I’m having a terrible time so I comfort myself with the fact that maybe he will at least buy my tacos for me. And the tacos were absolutely delicious, by the way.

I make eyes at the cute plaid-wearing guy. He’s so tall and smiley.

This idiot across from me is still talking. He says, “You’re going to have a weird sunburn on the back of your hand from holding it up like that.”

No offer to switch places with me, and I’ve been blind for over an hour.

I finish my food and he is not even close to being done. He had ordered the nachos, which were some of the most impressive nachos I have ever seen. They came out piled like a foot high with basically an entire animal’s worth of chorizo piled on top.

I’ll bet that guy felt ill from that meal even though we didn’t go to a dirty ghetto place. Mission accomplished.

Cutey McPlaid had brought the nachos out and when he set them on the table, he smiled at me again. I squirmed a little in my seat and smiled back. He patted Baldy across the table on the shoulder and said, “Good luck.”

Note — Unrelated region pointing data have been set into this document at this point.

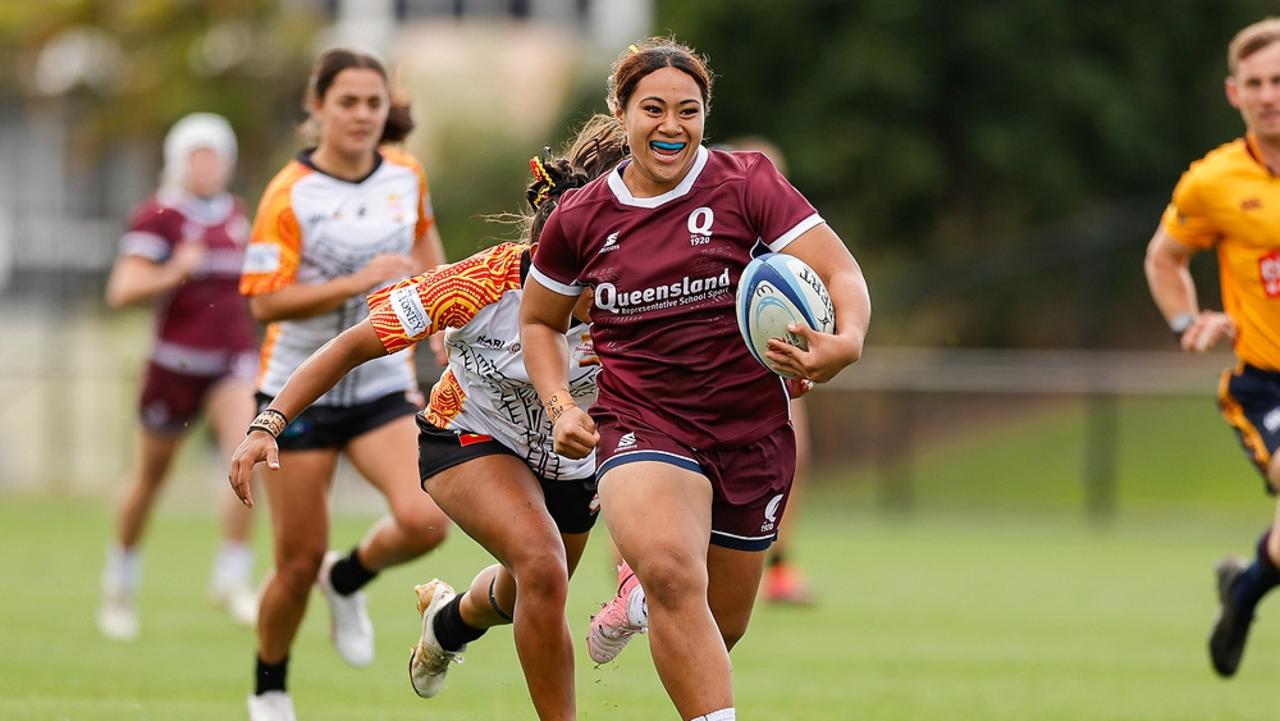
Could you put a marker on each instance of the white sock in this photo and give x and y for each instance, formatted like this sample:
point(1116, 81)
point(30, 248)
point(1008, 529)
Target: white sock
point(722, 715)
point(638, 608)
point(123, 571)
point(233, 564)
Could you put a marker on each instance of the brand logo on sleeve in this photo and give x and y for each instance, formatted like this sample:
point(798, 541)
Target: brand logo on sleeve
point(1269, 268)
point(410, 311)
point(261, 258)
point(611, 243)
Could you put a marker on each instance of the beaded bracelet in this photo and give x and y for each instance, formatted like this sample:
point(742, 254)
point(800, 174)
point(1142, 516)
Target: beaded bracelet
point(270, 420)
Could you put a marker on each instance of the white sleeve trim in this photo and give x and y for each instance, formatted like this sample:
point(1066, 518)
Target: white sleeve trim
point(144, 243)
point(785, 238)
point(553, 284)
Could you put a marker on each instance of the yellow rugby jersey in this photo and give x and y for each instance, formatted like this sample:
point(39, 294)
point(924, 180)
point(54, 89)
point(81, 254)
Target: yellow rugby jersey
point(1230, 201)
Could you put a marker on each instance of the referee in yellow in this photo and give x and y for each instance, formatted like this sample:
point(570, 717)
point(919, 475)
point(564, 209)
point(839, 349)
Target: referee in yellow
point(1230, 201)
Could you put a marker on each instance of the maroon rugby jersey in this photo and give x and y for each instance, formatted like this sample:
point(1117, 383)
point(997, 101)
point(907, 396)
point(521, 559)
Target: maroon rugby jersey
point(664, 272)
point(204, 323)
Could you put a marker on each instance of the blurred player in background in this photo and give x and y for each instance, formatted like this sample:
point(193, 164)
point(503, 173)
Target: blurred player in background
point(695, 451)
point(485, 445)
point(344, 218)
point(183, 252)
point(1229, 201)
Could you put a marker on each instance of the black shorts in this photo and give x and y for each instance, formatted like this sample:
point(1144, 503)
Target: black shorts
point(571, 503)
point(333, 427)
point(1249, 400)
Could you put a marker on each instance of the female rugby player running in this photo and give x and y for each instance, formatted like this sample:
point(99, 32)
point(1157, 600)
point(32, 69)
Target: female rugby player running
point(695, 451)
point(343, 218)
point(485, 443)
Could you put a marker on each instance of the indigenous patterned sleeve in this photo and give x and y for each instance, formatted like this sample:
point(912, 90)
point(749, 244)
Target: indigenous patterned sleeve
point(152, 232)
point(776, 209)
point(448, 296)
point(556, 263)
point(1187, 218)
point(275, 243)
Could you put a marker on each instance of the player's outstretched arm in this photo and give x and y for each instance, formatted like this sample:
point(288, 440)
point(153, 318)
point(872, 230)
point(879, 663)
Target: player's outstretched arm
point(314, 378)
point(828, 354)
point(544, 316)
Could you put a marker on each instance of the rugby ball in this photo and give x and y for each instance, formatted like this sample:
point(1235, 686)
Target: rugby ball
point(777, 290)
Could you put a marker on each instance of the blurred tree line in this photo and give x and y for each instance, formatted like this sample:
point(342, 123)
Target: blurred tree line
point(128, 69)
point(996, 167)
point(958, 146)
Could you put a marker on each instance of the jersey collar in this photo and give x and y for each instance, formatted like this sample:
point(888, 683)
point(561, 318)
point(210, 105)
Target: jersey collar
point(625, 197)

Anyway, I sit there staring at the Mt. Everest of nachos this guy is never going to finish. He continues talking at me like there’s any remote chance I’m showing I care about anything he’s saying.

My arm is so tired.

He says something about how he made such a valiant effort at the nachos, but he’s barely scraped the surface. I tell him to scrape all the toppings off the chips and take them home to throw in some eggs or on top of new chips. He seems unimpressed by my ingenuity.

The cute waiter guy comes back eventually and we smile at each other. He asks the idiot if he would like a box, which idiot finally agrees to.

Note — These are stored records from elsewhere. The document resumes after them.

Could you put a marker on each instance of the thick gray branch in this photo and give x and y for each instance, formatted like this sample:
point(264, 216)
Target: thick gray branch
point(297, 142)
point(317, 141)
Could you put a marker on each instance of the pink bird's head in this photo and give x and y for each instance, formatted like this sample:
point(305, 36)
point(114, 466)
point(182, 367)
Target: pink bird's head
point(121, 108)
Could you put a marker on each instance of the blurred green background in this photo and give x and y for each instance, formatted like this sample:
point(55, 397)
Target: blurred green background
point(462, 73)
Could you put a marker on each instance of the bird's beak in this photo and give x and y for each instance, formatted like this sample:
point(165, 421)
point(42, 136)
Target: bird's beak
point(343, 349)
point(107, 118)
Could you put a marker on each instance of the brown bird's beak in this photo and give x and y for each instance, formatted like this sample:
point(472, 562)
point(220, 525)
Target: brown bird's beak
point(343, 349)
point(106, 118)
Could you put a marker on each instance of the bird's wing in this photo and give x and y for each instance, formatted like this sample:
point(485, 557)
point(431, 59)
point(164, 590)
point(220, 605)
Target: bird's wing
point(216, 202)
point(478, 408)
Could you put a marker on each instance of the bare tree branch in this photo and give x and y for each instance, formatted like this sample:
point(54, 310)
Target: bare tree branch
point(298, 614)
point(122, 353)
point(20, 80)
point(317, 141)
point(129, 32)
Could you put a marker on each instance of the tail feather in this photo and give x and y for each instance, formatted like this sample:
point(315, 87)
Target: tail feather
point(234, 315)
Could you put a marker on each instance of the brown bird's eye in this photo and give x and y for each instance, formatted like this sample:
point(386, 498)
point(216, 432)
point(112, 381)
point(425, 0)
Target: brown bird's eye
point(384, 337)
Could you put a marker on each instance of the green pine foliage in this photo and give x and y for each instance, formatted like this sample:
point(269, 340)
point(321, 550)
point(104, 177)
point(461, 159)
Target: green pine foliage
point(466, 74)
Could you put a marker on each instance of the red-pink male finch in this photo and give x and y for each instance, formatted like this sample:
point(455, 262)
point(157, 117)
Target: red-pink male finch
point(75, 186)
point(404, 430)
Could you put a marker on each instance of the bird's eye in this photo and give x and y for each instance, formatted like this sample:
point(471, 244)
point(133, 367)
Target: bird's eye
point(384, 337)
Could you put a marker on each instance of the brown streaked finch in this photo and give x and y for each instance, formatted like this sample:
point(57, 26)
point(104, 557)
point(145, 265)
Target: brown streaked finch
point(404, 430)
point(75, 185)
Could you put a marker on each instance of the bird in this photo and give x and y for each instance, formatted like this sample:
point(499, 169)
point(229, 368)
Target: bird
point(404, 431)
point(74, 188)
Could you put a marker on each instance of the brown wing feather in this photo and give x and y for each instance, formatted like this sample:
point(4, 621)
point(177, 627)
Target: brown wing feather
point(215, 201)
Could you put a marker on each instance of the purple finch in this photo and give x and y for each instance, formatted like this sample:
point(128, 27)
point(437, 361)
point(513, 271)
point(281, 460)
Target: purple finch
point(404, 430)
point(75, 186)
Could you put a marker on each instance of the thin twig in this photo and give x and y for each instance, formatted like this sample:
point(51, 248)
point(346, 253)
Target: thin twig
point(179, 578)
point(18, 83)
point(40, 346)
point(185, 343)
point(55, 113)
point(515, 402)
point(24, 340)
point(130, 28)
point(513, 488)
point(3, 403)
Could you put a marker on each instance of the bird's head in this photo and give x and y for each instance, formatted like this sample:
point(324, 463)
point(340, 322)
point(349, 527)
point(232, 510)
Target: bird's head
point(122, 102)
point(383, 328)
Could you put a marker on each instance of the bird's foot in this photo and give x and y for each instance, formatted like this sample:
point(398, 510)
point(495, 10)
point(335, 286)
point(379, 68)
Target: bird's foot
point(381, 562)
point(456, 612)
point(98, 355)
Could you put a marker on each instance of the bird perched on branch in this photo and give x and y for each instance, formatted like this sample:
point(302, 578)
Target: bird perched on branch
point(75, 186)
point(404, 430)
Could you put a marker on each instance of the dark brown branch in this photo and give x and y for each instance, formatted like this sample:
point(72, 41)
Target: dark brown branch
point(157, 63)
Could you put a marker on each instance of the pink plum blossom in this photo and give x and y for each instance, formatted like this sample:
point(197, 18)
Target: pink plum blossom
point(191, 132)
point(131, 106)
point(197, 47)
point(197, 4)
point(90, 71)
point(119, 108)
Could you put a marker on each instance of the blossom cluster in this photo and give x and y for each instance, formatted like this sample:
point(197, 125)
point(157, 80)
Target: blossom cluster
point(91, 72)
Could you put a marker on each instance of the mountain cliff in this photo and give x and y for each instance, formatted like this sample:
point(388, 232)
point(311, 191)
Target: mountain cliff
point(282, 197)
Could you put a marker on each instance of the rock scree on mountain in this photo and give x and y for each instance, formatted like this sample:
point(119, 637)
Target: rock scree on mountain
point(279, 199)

Our table has been cleared for a while and the bill hasn’t come. I’m so ready to leave, but I’m enjoying smiling at that cute boy.

I begin formulating a plan in my brain.

The check finally arrives like 15 minutes later. We’ve been at dinner for over an hour and a half. After all the bragging I’d heard about his year of dating and shelling out, I mildly expected the guy to make some grand offer to pay for me.

Nope.

I get my card out and he does nothing to stop me. I throw it down on the bill and when the waitress comes back the guy says, “Split it.”

Whatever.

We walk out of the restaurant and do the lame “see you soon, let’s do it again” thing, and we set off in different directions.

But I’d made up my mind to do something I have only done one other time in my life.

I walk around the block and return to the restaurant, my third time arriving there in two days.

Not pathetic at all.

While I walked around the block, I’d grabbed one of my business cards from my wallet and scribbled my cell phone number on it. I was going to give my number to that cute boy.

When I enter the restaurant, a few people look at me weird. I had been taking deep breaths on my way back to psych myself up, and I’m sure I looked like a deer in headlights. I looked around frantically and when I didn’t see him, I almost bailed. Instead I noticed a group of servers standing around staring at me so I bolted into the bathroom. And I just stood there.

Oh, Sarah.

I looked at myself in the mirror and breathed. It was like a scene from a movie that everyone says doesn’t really happen in real life. Well, apparently it does. I probably should have splashed water on my face to make it completely cliche.

I took a few breaths and walked back out. I scanned the room as I slowly walked back towards the door. I didn’t see him, but I did spot two waitresses standing around doing nothing. I quickly walked over to them fearing he would appear before I could leave.

Me: “Um, hi. This is sort of weird and awkward, but would you mind giving my phone number to that guy who works here who was wearing the plaid shirt?”
Waitress 1: “Um..”
Me: “I don’t normally do this or ask people out, but I was just on a really bad date and he was nicer to me than my date was.”
Waitress 1, less weirded out now: “Aww I’m sorry.”
Me: “Oh it’s fine, but he was just so nice to me. Is he single?”
Waitress 1 and 2, smiling: “Yes!”
Me: “Oh ok good. I don’t see him anywhere, would you mind giving him my number?”
Waitress 1: “Sure!”
Me: “Thanks!”
Waitress 2: “Hope your night goes better.”
Me, suddenly spotting the plaid guy out of the corner of my eye: “Thanks!”

And I bolted out of the restaurant before my entire body had the chance to claw up with awkward. And he never called.